Entonces descubrió que la línea estaba cortada.
—Los cables se han roto —dijo—. La tormenta...
—Los hombres de L’ao Ku los han cortado —susurró Barron Kane—. Nos esperan.
—Entonces, será mejor que salgamos zumbando —propuso Foster—, mientras podamos.
Barron Kane asintió.
—Si logramos llegar a la acería, tendremos que defenderla —afirmó—. Pero lucharemos hasta el fin contra L’ao Ku, lo mismo que lucharemos contra el tiempo. La secta secreta profesa que toda vida debe perecer cuando la Tierra se fragmente. Todo intento por salvar siquiera una sola vida humana infringiría el primer principio de esa doctrina fantástica.
Dejaron encendidas las luces de la biblioteca, y ambos se escabulleron hacia la puerta trasera de la vieja mansión. Los jardines parecían fantasmagóricamente blancos debido a la nieve. Densos nubarrones ocultaban el cielo de un color gris hielo bajo el primer resplandor del amanecer.
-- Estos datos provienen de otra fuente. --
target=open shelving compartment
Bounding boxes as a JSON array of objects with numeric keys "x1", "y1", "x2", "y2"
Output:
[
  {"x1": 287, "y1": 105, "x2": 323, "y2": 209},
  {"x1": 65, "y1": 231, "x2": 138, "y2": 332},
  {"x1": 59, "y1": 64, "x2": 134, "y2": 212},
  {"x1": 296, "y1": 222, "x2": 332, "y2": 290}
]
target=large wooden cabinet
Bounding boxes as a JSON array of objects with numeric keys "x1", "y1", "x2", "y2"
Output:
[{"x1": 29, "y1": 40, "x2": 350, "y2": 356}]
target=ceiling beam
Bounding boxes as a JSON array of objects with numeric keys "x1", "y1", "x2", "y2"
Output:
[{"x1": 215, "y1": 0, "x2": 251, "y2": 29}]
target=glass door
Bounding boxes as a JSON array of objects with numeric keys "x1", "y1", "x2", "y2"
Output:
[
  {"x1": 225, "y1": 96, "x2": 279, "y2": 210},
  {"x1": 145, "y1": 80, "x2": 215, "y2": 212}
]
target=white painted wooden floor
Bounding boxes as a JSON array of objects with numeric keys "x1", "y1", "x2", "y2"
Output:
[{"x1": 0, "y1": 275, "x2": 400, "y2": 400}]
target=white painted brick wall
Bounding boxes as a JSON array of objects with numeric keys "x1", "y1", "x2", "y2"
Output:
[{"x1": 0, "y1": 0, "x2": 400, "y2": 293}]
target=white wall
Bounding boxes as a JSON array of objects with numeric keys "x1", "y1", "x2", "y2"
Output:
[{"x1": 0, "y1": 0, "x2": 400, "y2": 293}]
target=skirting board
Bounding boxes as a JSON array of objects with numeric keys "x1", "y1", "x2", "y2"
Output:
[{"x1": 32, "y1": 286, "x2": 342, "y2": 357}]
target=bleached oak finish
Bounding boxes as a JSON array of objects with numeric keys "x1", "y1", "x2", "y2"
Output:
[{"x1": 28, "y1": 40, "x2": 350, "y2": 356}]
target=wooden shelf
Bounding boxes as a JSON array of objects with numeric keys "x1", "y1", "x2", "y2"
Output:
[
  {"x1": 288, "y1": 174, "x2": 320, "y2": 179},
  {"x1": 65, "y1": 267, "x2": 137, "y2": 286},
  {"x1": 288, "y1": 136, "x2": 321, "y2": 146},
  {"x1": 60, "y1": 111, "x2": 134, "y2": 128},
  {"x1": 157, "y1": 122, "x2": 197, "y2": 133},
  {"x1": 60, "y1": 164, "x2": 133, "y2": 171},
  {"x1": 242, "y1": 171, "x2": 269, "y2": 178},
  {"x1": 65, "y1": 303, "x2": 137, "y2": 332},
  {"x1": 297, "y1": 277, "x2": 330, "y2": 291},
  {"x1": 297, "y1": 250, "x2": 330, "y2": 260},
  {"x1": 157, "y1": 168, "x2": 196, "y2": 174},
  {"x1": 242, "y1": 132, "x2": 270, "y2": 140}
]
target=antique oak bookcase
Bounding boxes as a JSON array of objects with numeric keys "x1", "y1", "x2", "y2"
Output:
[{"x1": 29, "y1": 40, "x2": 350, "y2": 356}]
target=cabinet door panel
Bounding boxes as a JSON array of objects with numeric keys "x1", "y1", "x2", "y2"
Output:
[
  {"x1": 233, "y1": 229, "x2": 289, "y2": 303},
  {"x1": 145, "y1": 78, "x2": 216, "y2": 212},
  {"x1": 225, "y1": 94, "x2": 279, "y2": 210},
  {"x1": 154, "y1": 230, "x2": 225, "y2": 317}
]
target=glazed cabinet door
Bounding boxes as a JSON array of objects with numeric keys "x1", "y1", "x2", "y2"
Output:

Sombras misteriosas velaban los árboles y edificios.
Foster llevaba su precioso modelo. Barron Kane esgrimía su pesada automática, con el seguro quitado. Avanzaron a la carrera sobre la espesa nieve hasta el garaje. Foster quitó el candado a las puertas y las abrió de par en par.
Un delgado rayo anaranjado, como una hoja de metal incandescente, brotó silenciosamente del tenebroso umbral y alcanzó en el brazo a Barron Kane, Su automática respondió una vez. Luego, jadeando de dolor, cayó sobre la nieve.
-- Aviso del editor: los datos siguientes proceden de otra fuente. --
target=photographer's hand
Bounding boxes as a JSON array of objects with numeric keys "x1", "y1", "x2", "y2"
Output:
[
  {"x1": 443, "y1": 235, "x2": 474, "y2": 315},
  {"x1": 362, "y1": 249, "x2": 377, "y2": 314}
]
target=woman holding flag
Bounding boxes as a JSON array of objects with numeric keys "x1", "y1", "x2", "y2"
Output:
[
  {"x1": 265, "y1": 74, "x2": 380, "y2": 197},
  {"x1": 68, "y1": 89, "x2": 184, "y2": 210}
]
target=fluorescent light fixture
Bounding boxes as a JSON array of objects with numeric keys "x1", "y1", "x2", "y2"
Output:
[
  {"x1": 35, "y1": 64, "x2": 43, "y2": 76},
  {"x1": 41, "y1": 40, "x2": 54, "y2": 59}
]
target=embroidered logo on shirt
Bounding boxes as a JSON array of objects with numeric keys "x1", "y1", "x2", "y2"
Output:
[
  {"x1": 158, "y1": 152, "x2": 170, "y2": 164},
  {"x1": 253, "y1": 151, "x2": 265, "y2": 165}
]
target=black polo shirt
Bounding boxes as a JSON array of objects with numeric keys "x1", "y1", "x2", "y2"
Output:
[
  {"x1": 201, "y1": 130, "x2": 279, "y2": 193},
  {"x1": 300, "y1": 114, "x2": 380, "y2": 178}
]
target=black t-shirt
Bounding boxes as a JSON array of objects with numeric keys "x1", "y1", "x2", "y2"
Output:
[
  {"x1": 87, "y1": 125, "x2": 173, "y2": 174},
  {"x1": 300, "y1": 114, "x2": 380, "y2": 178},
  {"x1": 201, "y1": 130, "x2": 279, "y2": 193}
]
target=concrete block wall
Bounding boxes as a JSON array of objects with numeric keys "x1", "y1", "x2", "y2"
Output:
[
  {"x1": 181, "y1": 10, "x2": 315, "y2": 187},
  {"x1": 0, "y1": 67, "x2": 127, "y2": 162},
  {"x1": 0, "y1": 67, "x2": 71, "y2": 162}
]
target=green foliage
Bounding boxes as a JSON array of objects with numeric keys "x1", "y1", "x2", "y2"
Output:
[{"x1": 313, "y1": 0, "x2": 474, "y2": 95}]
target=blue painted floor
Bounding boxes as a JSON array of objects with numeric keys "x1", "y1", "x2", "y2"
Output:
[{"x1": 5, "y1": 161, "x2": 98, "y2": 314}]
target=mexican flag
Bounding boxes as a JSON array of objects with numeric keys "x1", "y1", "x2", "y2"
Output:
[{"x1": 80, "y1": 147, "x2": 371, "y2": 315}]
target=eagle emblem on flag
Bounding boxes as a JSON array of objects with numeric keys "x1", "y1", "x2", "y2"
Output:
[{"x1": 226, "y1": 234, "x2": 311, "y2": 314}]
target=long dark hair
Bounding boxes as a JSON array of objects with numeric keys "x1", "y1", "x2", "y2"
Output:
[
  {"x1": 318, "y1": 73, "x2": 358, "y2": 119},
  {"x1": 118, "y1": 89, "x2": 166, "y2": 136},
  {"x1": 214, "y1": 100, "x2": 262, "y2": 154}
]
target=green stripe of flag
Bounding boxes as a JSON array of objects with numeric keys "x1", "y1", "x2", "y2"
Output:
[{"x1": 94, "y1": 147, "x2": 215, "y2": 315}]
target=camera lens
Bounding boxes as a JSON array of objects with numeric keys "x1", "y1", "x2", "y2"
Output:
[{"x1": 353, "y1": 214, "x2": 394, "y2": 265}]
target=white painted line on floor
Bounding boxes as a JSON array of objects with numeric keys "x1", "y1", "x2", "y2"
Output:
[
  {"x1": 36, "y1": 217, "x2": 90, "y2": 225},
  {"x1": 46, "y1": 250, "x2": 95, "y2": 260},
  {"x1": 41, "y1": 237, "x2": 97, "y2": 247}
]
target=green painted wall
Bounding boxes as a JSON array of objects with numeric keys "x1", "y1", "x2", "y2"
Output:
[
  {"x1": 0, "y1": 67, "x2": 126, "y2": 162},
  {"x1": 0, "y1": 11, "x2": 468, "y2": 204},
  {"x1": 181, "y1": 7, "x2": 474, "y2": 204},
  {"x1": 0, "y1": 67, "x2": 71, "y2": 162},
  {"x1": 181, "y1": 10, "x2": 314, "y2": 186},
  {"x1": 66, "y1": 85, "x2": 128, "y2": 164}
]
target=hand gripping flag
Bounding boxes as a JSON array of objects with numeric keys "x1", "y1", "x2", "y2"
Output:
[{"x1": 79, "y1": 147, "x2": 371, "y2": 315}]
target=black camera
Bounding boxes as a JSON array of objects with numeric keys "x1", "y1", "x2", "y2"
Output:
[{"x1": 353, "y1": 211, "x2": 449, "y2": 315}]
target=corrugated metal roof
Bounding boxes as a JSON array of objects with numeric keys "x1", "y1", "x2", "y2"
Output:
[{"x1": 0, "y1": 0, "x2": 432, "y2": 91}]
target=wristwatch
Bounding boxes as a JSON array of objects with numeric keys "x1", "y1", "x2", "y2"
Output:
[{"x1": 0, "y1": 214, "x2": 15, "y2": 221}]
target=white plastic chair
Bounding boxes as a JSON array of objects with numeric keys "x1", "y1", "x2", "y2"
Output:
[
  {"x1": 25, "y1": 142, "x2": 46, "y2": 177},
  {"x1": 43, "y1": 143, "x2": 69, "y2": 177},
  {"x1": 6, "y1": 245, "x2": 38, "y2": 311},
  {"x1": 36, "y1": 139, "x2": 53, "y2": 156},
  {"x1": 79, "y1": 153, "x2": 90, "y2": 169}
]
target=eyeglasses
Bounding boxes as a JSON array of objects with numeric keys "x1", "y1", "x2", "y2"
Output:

Foster contuvo la respiración. Su cuerpo delgado se abalanzó con rapidez hacia el rincón oscuro de donde había salido el rayo silencioso.
Tanteando a ciegas, tropezó con una mano parecida a una garra que sujetaba un tubo ligero de metal. Su hombro empujó un cuerpo menudo pero fuerte, y cayó pesadamente contra la pared. Una mano delgada aferró su garganta. Atrapó una muñeca vigorosa y le obligó a soltar presa.
Los dos enemigos se apartaron de la pared y cayeron pesadamente al suelo de cemento. Foster oyó un gruñido gutural de sorpresa. Fue el único sonido que se le escapó a su desconocido adversario. La batalla se desarrollaba en el silencio y la oscuridad.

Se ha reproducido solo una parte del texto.